All Summer in a Day by Bradbury and Other Rainy Reflections



Here we are… the calm after the storm. Well, I guess calm is a relative term in this case. To me that means cleaning up my yard, and my house, which is more destroyed from my children being locked inside then from the storm. We had a few tense moments, more from the tornado warnings, but we are all fine with our electric restored after 18 hours on the fritz.



Since I had nothing to do Saturday night but sit and watch the storm roll in on the front porch, I got to thinking. I love storms, always have. The excitement of it, of the lightning and the thunder. It has always sent waves of exhilaration up my spine. Now, I still get waves of exhilaration, but sadly as a homeowner I get stressed as well. Right now, I’m in a house that’s so old, parts fall off all on their own. It doesn’t need any help from a hurricane or wind. Perhaps if I move into a rental, I’ll get to enjoy the storms just like when I was a kid…you know, when someone else had to do the clean up and file the homeowners claim.



When I got older, I began to realize that storms where not only a favorite of mine, but of authors and movie makers as well. They were constantly used by Austen in dramatic moments. Remember when Marianne almost caught her death by running towards Willoughby’s estate in Sense and Sensibility? How about The Perfect Storm? The night Heathcliff leaves Wuthering Heights? The part in Practical Magic (my favorite) when the girls bury Jimmy in the back yard during the rain storm? In fact, Alice Hoffman (who is my favorite author, hands down) includes rain in many of her books. And all of her books are part practical, part magical. So perhaps it’s that rain and storms have always appeared a bit magical to me, and there is nothing I love more than seeing the magic in everyday life. I'm hoping that at some point, you got to create some magic in your everyday life while enjoying at least some part of the storm. 
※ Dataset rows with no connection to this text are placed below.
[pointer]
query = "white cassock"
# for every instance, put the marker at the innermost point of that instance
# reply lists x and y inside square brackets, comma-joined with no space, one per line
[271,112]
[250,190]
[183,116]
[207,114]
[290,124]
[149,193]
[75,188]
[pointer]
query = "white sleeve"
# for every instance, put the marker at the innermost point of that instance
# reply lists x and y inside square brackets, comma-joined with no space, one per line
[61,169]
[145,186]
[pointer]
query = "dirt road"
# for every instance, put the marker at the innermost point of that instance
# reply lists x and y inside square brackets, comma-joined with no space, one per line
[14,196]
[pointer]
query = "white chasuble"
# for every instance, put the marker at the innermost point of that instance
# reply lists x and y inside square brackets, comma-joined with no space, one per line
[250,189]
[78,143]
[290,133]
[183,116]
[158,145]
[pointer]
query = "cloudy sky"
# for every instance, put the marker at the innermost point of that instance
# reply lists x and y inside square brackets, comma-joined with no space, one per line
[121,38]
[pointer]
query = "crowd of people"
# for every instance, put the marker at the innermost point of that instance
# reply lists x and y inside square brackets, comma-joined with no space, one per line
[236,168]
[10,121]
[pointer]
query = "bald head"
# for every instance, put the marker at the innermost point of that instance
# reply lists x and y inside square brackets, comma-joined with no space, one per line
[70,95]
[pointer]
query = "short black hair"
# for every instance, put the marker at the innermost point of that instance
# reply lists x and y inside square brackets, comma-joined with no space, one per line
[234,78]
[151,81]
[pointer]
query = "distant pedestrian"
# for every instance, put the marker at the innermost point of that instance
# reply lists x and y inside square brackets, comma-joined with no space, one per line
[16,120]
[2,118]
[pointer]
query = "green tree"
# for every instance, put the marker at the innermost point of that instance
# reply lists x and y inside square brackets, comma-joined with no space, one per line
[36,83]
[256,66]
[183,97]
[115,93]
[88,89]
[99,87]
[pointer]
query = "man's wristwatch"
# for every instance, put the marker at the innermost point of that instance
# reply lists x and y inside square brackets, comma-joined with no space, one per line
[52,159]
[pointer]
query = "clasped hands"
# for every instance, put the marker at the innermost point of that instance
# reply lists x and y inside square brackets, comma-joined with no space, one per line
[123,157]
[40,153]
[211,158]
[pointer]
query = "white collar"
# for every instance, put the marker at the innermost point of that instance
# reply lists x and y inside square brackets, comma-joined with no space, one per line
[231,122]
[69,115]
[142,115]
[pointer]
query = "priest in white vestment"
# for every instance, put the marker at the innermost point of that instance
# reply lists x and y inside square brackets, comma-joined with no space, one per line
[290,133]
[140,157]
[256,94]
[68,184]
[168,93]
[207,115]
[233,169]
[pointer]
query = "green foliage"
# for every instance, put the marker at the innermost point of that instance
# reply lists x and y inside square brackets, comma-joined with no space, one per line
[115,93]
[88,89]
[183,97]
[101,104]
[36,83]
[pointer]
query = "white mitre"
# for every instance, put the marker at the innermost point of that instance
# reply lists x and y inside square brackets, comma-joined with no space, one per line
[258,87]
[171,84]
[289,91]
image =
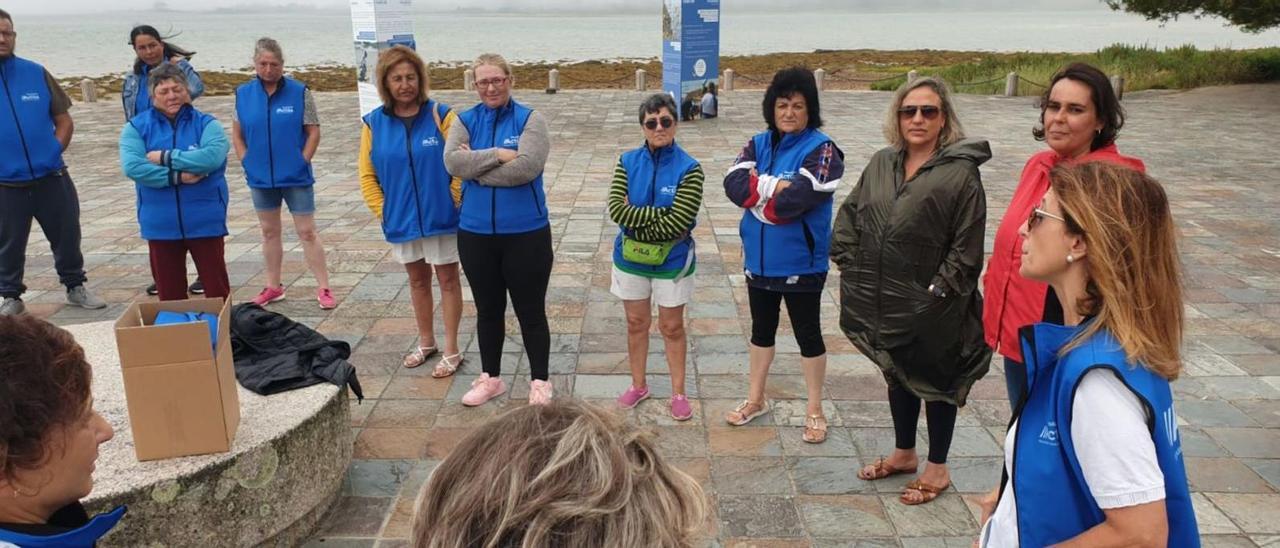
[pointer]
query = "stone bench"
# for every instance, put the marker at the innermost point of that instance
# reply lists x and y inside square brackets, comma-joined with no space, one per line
[282,475]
I also have never been able to get the story by Ray Bradbury titled “All Summer in a Day” out of my mind. I must have been in elementary school when I first read it, already somewhat on the outside fringe of the “in” clique. The inside crowd was never where I longed to be, like some other girls I knew. I liked being outside of that group, it held no pressure for me to look the same as the other girls, dress the same. And most importantly, I never felt pressure to participate in cruel jokes and poor behavior that seemed to be the “hazing” you went through all the time to stay in that group. Sure, they made me the target sometimes, after all I was an easy, if unimaginative, target with red hair and gap teeth. I guess that made me the lazy girls target! When I read “All Summer in a Day”, I identified immediately. Not with Margot, per say, but with the cruelty of children and the need for so many children to go along with cruel behavior either to fit in or to remain obscure and invisible. No one wanted to rock the boat by standing up for Margot. And that was the lesson I retained from the story. In your lack of ability to stand up for someone else, you are never sure what you take away from them. It was a really powerful story in four short pages.
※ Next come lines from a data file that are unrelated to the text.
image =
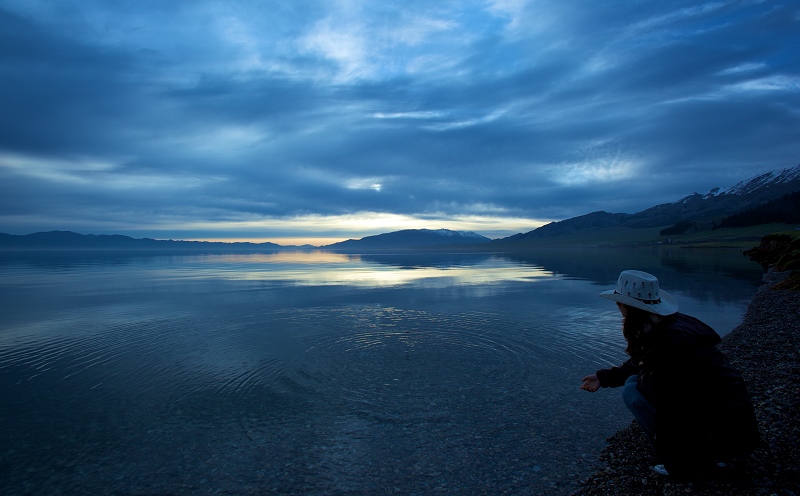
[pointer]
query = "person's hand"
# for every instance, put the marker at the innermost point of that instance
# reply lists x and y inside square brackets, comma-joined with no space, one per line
[591,383]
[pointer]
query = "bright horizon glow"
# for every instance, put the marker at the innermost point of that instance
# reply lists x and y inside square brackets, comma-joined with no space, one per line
[318,230]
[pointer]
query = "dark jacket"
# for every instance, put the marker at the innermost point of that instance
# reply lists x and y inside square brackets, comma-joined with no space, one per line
[703,410]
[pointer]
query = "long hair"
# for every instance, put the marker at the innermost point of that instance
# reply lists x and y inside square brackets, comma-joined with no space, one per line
[633,328]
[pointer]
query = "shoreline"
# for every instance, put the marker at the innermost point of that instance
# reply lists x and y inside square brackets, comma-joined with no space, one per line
[765,348]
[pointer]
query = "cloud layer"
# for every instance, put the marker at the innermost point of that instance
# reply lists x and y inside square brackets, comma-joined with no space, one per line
[230,119]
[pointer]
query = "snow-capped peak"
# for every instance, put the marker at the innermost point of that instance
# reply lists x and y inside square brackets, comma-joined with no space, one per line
[748,185]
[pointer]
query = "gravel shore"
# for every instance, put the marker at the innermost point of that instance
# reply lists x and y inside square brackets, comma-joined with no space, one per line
[766,349]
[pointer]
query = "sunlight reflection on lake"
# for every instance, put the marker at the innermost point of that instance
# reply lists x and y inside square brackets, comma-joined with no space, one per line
[317,372]
[333,269]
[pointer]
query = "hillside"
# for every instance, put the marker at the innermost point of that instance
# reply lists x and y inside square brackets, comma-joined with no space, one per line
[703,212]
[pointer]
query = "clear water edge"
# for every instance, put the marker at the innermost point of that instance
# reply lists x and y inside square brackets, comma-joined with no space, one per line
[321,373]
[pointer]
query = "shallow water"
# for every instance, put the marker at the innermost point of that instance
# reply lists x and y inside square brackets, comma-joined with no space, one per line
[321,373]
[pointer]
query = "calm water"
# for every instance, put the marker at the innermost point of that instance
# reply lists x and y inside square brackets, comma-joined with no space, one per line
[320,373]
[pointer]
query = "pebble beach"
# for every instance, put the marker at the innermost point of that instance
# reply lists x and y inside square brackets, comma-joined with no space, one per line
[766,349]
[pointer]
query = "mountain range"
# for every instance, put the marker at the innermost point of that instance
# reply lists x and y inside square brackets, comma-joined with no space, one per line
[71,240]
[759,194]
[701,211]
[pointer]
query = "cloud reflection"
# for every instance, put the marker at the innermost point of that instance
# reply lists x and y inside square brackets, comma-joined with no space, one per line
[321,268]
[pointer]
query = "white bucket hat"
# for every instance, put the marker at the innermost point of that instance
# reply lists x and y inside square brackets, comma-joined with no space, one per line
[640,290]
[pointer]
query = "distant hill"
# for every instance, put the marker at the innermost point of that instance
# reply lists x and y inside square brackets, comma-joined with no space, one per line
[784,209]
[69,240]
[409,238]
[701,212]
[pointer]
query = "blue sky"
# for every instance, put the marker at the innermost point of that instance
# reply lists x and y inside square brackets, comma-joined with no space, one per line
[325,120]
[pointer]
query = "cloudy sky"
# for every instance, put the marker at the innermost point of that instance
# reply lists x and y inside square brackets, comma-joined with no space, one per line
[322,120]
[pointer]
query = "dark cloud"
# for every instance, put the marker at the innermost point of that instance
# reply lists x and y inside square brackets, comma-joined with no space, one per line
[119,113]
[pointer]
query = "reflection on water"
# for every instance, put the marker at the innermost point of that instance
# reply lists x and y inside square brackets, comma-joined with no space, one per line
[319,372]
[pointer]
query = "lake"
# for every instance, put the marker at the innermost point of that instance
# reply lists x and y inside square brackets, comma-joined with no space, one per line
[323,373]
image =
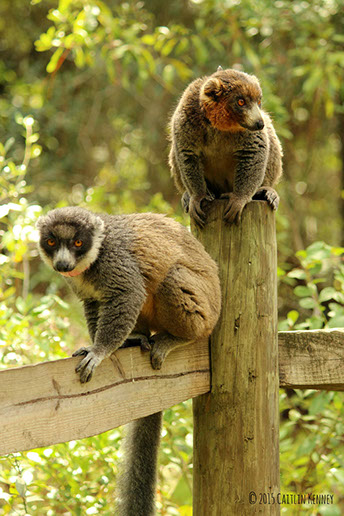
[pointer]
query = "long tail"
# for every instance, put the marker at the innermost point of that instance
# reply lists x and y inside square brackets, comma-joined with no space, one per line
[136,485]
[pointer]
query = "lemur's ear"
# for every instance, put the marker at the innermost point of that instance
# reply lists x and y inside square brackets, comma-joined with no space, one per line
[99,224]
[213,88]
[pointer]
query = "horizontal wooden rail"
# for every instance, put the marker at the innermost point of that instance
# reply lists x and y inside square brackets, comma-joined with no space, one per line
[45,404]
[312,359]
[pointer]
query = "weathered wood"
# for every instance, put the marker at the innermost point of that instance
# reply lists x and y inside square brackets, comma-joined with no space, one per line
[236,436]
[46,404]
[312,359]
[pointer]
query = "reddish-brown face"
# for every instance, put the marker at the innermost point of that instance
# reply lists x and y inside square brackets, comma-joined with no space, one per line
[232,100]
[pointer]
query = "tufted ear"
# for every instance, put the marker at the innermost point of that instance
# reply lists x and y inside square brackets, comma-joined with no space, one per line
[213,89]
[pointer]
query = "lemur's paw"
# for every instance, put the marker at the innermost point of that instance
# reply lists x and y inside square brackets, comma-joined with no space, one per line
[81,352]
[234,207]
[267,193]
[158,356]
[137,339]
[195,208]
[88,364]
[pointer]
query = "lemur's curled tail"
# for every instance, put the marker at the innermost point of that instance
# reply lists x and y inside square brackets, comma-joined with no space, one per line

In addition to reading, writing, cooking (while I had electric!), I ran out to take some pictures, and tried to capture at least a bit of the beauty I find in rain. And when we did lose electric, I tried to convince my children that it would be fun to try and imagine how people lived a hundred or so years ago, without electric or running water. Too bad I didn’t think to capture their extremely unbelieving and critical faces. Clearly, they were on to a mothers desperate attempt at keeping the natives occupied during our blackout period. But hey, a moms gotta try!



I also realized when I began inserting pictures into this blog, that I take pictures of storms everywhere I go.  Two of my favorites are from out west, one in Wyoming and one from Colorado, which is the most amazing picture I've ever taken. I think it looks like an angel.  Oh, look! Everyday magic. 



Hope you’re all getting by and on your way to life as usual. Or better yet, life unusual.